Hollande, Portugal e o défice

A imprensa portuguesa publicou em vários tons uma notícia segundo a qual François Hollande tem ‘maquilhado’ o défice público da França.

A revelação consta de um livro – Un président ne devrait pas dire ça… (Um presidente não deveria dizer isto…) – assinado por dois jornalistas do jornal Le Monde, Gérard Davet e Fabrice Lhomme, que conversaram 100 horas com o próprio Hollande.

Segundo os autores, Hollande e a União Europeia (inicialmente com Durão Barroso e depois com Juncker) estabeleceram um acordo secreto para apresentar previsões falsas do défice público.

Essa falsidade destinava-se, obviamente, a fugir a sanções.

«Podemos escrever que, durante todo o quinquénio [2013-2017], as autoridades francesas apresentaram previsões do défice intencionalmente falsas, e isso com a aprovação das próprias autoridades europeias», lê-se no livro.

Com base nisto, houve infindáveis discussões na imprensa, nas redes sociais e nas televisões.

Houve artigos desinteressados e outros menos.

As forças políticas que contestam o Tratado Orçamental chamaram-lhe um figo, brandindo o argumento de sempre: só os pequenos é que pagam, aos grandes não acontece nada.

E daí a concluírem que os pequenos não devem cumprir as imposições europeias foi um pequeno passo.

A todos os que escreveram ou falaram sobre o tema escapou, no entanto, uma pergunta básica: as sanções são impostas com base em ‘previsões’ ou em resultados apurados?

O livro fala sempre em «previsões».
   Ora, na União Europeia, o que vale não são as previsões – são os défices apurados por entidades independentes.

Em Portugal, o défice é calculado pelo Instituto Nacional de Estatística – e depois confirmado (ou não) pelo Eurostat, a única entidade europeia competente para o efeito.

E é esse número que conta.

Poderá dizer-se que estavam ‘todos feitos’ para martelar os resultados dos défices franceses.

Mas, a ser assim, se o Eurostat martelou os défices da França, então estamos perante uma fraude gravíssima – que exigiria uma explicação mais detalhada dos autores do livro e provas concretas.

E a marosca envolveria tanta gente que já se teria tornado pública.

Argumentar-se-á que o próprio Presidente confirmou o embuste ao dizer aos jornalistas: «É o privilégio dos grandes países.
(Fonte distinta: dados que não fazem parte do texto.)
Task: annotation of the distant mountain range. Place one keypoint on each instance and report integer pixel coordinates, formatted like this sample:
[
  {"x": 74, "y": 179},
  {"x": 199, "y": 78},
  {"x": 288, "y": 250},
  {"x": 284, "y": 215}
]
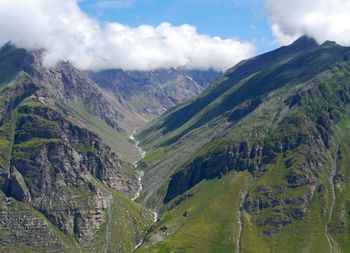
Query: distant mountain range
[
  {"x": 66, "y": 160},
  {"x": 151, "y": 93},
  {"x": 259, "y": 162},
  {"x": 255, "y": 159}
]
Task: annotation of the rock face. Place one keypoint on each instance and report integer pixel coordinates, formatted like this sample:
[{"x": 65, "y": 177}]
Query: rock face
[
  {"x": 277, "y": 117},
  {"x": 151, "y": 93},
  {"x": 60, "y": 184}
]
Nós dizemos: somos a França, protegemos-vos, temos umas forças armadas, uma força de dissuasão, uma diplomacia. E isso paga-se».

Ora, eu vejo nestas afirmações uma fanfarronice de Hollande para fazer crer aos franceses que ele tem um estatuto especial, que não se verga a Bruxelas.

Repito: as sanções são calculadas com base em ‘resultados’ e não em ‘previsões’.

Para já, esta história está muito mal contada.